Adrenergic regulation of immunosenescence and cognitive decline across the life course

Heightened sympathetic nervous system (SNS) activity and raised systemic adrenaline and noradrenaline levels (A/NA) are found in many age-related morbidities including cognitive decline, cardiovascular disease and metabolic disorders.

SNS activity, chronic stress and adrenergic signalling are known to increase systemic inflammation and suppress activation-induced immune functions in human primary cells in vitro and in animal in vivo models.

Loss of antigen-specific immune responses and increased inflammation are the two hallmarks of the aged immune system, also called immunosenescence.

We have shown that β-adrenergic stimulation can induce senescence signalling, ROS expression and DNA damage in vitro, demonstrating that adrenergic signalling can induce senescence features within T cells.

Understanding the relationship between adrenergic-induced immune senescence and reduced cognitive function and increased inflammatory and metabolic diseases will help us to design interventions to improve healthy lifespan.

The primary aim of this proposal is to determine whether the negative regulation of immunity by SNS activity and adrenergic signalling is due to adrenergic-driven immunosenescence in humans.

The primary objectives of the project are: • To determine whether heightened systemic A/NA levels are associated with an aged-immune phenotype e.g. reduced numbers of naïve cells, T cell differentiation and increased expression of senescence markers • To determine whether heightened systemic A/NA levels are associated with reduced immune response to challenge and/ or increased systemic inflammation • To investigate whether the adverse effect of heightened adrenergic regulation of immunity is enhanced by ageing.

A secondary objective is to: • Assess the correlation between systemic A/NA levels, immunosenescence and impaired cognitive function Methodology A human in vivo cross-sectional study design in healthy adults with either low or high systemic adrenaline and noradrenaline (A/NA) will be used to determine adrenergic associated differences in immunosenescence as determined by cell differentiation and senescence phenotype, the functional response to activation, the level of systemic inflammation, and cognitive function.

To assess the interaction between age and adrenergic regulation of immunosenescence and cognitive function, results in young (<​35-years old) and old (>65-years old) low and high A/NA individuals will be compared. Latest technologies in immune profiling will be used to characterise the immune response.

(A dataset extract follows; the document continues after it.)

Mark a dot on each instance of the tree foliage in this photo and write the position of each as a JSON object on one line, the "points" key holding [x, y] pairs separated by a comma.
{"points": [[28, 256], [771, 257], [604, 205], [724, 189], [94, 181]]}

First, advanced flow cytometry using full fluorescent spectrum technology (Cytek Aurora) will be used for high dimensional immune phenotyping to determine 1) participant Imm-AGE score, which is a clinically relevant measure of immune aging and a predictor of all-cause mortality, and expression of classical senescence markers (e.g.

CD57, KLRG1) and signalling molecules (e.g. p16 and p38) and 2) cellular functional responses ex-vivo including pro- and anti-inflammatory markers and accessory molecule expression. Second, the systemic inflammatory profile will be determined by the IsoPlexis multiplex Secretome platform. A/NA will be determined by ELISA.

An unbiased assessment of cognitive function will be made using a test battery to identify interactions between cognitive functions, immunosenescence and systemic adrenergic activity.

The cognitive test battery will include a range of tests to probe different domains including memory, processing speed, attention, and reaction time.

A strict inclusion and exclusion criteria will be utilised to exclude participants with underlying health issues that may impact adrenergic activity or immune function.

Deliverable impact This work will determine if high SNS activity and raised adrenergic levels associate with immunosenescence in vivo, and how this links to loss of immune function, systemic inflammation and cognitive decline in ageing.

This data will advance our understanding of the important role played by psycho-neuro-immunological interactions and how they manifest across the life course and is critical to demonstrate the need for clinical trials assessing: 1) the immunological benefits of stress reduction or sympathetic nervous system inhibition interventions on immunological health, cognitive function and ageing; and 2) whether inhibiting adrenergic signalling using beta-blockers in older adults may improve antigen-specific immune responses, for example to vaccination.

The immediate impact of this work will be the training of one postdoc, two MSci and at least five BSc students in immunological and ageing research.

Importantly, it will support the development of an early career PI and research fellow, the lead investigators on this proposal, by strengthening their research esteem, and supporting the development of innovative, original, multi-disciplinary ageing research.